Daily Capesize Review 1/6/21

Capesize freight rates rebounded from previous losses and holidays lull, as the improving Pacific basin offered market supports.

The Capesize 5 time charter average, however still fell by $582 day-on-day to $25,032 on Tuesday, despite the rebound as more trade participants returned from holiday period.

The Baltic Dry Index (BDI) then fell by 1.08% or 28 points on-day to 2,568 readings, due to weakening freight rates.

 

Healthy Pacific basin to lift market sentiments

The improving Pacific market offered some hopes to the trade participants with good cargoes demand in iron ore and coal, plus plenty of fixtures done at better rates.

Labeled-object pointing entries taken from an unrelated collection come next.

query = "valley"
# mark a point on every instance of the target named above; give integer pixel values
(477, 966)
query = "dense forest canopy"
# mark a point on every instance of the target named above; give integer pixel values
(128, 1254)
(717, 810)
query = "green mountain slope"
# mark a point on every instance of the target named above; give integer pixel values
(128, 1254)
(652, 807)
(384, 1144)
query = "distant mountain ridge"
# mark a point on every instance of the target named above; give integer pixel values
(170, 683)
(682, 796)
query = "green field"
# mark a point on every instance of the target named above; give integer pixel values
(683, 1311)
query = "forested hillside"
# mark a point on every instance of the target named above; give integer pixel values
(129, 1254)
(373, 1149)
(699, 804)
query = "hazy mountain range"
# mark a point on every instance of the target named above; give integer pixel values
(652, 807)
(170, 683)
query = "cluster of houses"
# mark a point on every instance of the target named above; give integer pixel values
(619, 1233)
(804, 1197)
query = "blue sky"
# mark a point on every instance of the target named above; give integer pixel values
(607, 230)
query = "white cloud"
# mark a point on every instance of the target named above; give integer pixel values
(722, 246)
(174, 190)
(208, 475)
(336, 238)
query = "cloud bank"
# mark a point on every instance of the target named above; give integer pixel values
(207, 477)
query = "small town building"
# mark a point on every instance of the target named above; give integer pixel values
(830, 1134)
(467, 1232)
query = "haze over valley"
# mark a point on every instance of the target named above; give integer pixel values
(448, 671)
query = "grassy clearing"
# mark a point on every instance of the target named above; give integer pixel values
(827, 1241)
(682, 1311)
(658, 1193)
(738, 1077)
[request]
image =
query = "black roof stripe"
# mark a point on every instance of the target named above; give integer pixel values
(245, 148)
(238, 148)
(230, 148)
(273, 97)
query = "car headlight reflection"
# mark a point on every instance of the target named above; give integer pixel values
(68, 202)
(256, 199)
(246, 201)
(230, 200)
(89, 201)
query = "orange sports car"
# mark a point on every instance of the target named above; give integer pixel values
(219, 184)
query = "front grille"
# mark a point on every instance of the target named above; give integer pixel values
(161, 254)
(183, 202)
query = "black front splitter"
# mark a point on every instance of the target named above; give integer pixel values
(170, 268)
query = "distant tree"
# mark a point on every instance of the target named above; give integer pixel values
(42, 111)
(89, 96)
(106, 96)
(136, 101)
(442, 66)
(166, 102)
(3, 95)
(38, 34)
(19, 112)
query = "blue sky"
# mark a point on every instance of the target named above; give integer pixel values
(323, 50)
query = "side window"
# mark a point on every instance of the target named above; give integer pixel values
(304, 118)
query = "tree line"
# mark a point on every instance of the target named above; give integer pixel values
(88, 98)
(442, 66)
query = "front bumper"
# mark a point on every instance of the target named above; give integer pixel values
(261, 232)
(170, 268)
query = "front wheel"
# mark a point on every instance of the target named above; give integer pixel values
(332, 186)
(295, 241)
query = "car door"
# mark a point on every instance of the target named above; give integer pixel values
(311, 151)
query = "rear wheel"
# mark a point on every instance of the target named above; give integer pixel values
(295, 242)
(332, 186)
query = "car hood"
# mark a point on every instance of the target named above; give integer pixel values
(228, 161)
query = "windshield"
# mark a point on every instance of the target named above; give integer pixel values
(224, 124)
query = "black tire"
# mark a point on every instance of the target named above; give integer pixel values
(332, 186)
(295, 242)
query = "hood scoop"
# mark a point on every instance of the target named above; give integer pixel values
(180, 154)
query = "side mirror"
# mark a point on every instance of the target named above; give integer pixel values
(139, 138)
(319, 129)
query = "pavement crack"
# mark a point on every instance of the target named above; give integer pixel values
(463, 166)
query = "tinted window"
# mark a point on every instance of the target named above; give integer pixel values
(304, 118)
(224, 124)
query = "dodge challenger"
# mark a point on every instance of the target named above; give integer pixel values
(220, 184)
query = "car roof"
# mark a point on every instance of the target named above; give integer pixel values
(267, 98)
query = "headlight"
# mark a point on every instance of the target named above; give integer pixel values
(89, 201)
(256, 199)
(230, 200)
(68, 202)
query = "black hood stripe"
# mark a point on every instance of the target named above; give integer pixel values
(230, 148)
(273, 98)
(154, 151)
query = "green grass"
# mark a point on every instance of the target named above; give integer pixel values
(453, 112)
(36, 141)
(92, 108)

Due to the good shipping demand, shipowners preferred to keep their vessels in the Pacific, rather than ballasting west toward Brazil for the time being.

On the contrary, there was still muted market activities in the Atlantic basin, even though the workers strike of Colombia had ceased as market participants expected port operation still needed some time before resuming to normal.

In the meantime, some trade participants felt that Brazilian iron ore exports had improved but at a slower rate and expected Vale to increase shipments in near term.

 

Bunker prices receive support from pre-Covid crude prices

The higher bunker prices also provided some support to the freight rates, as the price of VLSFO jumped by $20/mt to $520/mt in the port of Singapore.

The price uptick followed the rise of Brent crude prices which crossed the $70 per barrel mark first time in two years, due to market optimism on global oil demand recovery.

Meanwhile, the US-Iran deal is likely to face some delay, which provide some support to the oversupplied market by placing the additional Iranian oil barrels in doubts.